Centrality measures and opinion dynamics in two-layer networks with replica nodes
Chi Zhao, Elena Parilina
TL;DR
This work analyzes centrality in two-layer networks with replica nodes and investigates how network structure influences opinion dynamics. It introduces a two-layer-to-one-layer transformation and develops two fast algorithms to approximate game-theoretic centralities based on the Shapley and Myerson values, enabling scalable analysis. Through experiments on Zachary's karate club and synthetic networks, the authors demonstrate a strong positive correlation between internal layer density and consensus time $T_{cons}$, and a strong negative correlation between centrality of authoritative nodes and $T_{cons}$, while showing that the approximations accurately identify key influencers. The methods offer a scalable approach to link multilayer network structure with diffusion-like processes, with potential applications in targeted information spreading and control of opinion dynamics.
Abstract
We examine two-layer networks and centrality measures defined on them.
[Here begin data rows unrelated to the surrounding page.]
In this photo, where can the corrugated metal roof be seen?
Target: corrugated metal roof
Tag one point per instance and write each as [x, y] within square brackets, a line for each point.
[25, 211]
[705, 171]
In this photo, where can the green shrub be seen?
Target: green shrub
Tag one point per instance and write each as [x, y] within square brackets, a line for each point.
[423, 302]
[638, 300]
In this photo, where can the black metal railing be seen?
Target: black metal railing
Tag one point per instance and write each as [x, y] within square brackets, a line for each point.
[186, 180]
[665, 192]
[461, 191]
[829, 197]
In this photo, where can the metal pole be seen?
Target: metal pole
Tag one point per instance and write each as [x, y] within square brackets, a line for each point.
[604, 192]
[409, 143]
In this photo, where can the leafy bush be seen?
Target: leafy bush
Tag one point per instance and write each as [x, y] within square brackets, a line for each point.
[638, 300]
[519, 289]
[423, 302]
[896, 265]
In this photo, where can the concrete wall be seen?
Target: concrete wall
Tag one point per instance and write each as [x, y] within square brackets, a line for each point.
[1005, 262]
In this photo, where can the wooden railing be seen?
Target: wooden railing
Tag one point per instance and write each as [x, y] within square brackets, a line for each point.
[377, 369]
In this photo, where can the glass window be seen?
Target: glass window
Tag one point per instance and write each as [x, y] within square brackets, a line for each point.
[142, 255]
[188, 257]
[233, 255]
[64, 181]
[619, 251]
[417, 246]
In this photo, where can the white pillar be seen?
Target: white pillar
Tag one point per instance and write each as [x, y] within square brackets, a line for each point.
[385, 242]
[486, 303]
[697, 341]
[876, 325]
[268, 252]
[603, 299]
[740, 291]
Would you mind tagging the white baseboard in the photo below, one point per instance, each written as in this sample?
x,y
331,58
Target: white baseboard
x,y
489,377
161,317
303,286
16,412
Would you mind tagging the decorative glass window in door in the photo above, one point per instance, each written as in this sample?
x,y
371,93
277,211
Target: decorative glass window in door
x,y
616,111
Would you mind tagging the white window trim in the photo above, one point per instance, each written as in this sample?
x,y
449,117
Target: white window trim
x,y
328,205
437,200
We propose two fast and accurate algorithms to approximate the game-theoretic centrality measures and examine connection between centrality measures and characteristics of opinion dynamic processes on such networks. As an example, we consider a Zachary's karate club social network and extend it by adding the second (internal) layer of communication. Internal layer represents the idea that individuals can share their real opinions with their close friends. The structures of the external and internal layers may be different. As characteristics of opinion dynamic processes we mean consensus time and winning rate of a particular opinion. We find significantly strong positive correlation between internal graph density and consensus time, and significantly strong negative correlation between centrality of authoritative nodes and consensus time.